The People’s Clinic will continue to take new patients on an emergency basis through February 29. Nurse practitioners at the clinic will assist existing patients in transferring to new health care providers by May 15. Letters will be sent to all People’s Clinic patients explaining their health care provider options.
Students attending WSU will continue to receive contracted health care services at the People’s Clinic through May, 2008; Spokane Community College and Spokane Falls Community College students will continue to receive contracted health care services through June, 2008. New student health contracts will be renegotiated for fall 2008.

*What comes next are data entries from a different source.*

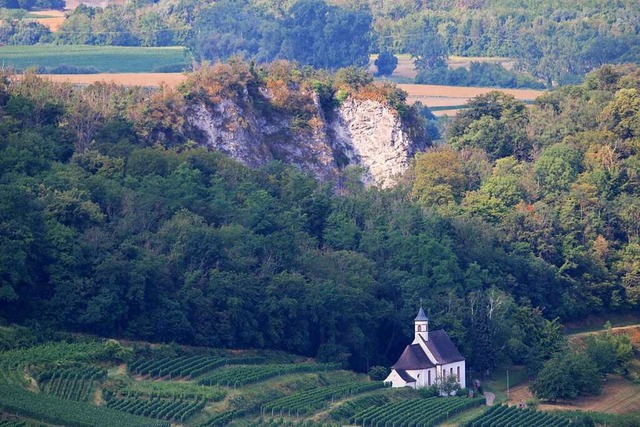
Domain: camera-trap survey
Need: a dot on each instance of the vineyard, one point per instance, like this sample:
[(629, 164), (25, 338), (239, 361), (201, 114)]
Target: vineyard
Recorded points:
[(415, 412), (71, 383), (221, 419), (282, 422), (166, 409), (189, 367), (352, 407), (307, 402), (242, 375), (505, 416), (103, 383)]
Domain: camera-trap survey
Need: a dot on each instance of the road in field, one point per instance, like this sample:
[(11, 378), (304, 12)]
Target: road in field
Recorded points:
[(430, 95)]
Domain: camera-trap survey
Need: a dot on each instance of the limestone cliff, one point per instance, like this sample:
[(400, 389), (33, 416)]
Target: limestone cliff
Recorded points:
[(358, 132)]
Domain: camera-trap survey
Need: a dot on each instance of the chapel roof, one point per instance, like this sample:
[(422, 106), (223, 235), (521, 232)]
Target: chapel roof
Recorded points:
[(442, 348), (405, 376), (421, 316), (413, 357)]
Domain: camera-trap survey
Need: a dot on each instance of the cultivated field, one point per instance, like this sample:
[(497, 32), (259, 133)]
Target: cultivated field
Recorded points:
[(456, 96), (82, 384), (103, 58), (52, 19), (619, 396), (407, 70)]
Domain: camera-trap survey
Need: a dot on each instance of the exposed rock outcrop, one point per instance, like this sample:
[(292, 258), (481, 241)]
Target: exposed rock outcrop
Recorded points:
[(364, 133)]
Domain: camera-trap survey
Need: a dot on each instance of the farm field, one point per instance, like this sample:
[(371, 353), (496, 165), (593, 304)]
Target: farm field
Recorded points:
[(103, 58), (106, 383), (619, 396), (52, 19), (444, 99), (406, 69)]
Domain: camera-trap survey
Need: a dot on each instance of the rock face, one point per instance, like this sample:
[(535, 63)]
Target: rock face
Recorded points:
[(363, 133)]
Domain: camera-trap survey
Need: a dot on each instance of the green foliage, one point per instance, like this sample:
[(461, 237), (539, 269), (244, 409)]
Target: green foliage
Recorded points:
[(351, 407), (378, 373), (429, 411), (610, 352), (567, 376), (502, 415), (102, 59), (167, 409), (313, 400), (242, 375), (480, 74)]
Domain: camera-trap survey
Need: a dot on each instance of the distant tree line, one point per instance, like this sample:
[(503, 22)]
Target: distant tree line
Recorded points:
[(552, 42), (114, 222)]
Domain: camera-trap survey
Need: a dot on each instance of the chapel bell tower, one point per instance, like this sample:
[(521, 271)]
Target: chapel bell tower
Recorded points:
[(421, 326)]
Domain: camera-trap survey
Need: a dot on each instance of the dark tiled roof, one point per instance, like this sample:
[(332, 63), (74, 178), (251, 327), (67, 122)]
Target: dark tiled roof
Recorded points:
[(421, 316), (413, 357), (405, 376), (442, 347)]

“Both care continuity and patient choice are important to us,” noted Margaret Bruya, director of the People’s Clinic. “We have been providing care for over nine years and want to give our existing patients the option of continuing to work with us if they choose. We also want to provide them with information about other clinics so that they can pursue the care options that are most comfortable to them.”
“All ideas and recommendations were considered thoroughly before making our recommendations to the College,” said Eleanor Andersen, a member of the blue-ribbon panel and People’s Clinic board member. “Our number one priority was to make sure that patients were being taken care of. This was kept at the forefront of all the panel’s discussions. As a panel, we will work to secure partnerships to maintain the same quality of health care that is currently provided to patients at the People’s Clinic.”
The People’s Clinic currently employs six part- and full-time employees who will work with the university’s human resources department to explore employment alternatives.
The possible closure of the clinic was first announced in June, 2007, after the College of Nursing was informed that federal funding for the program, which totaled approximately $400,000 each year, would not be renewed effective June 30. WSU President Elson S. Floyd later announced that the university would provide bridge funding to ensure continued health care for People’s Clinic patients as they made the transition to other health care providers.
“The People’s Clinic has performed an important service for many people in Spokane who need access to health care,” said Floyd. “It was important for us to do everything possible to see that the patients’ interests were protected and that transition plans were put into place this past year. I’m pleased to hear that the panel has come to a recommendation that will allow the clinic’s nurse practitioners to serve patients and capitalize on Spokane’s strengths in the health care sector.”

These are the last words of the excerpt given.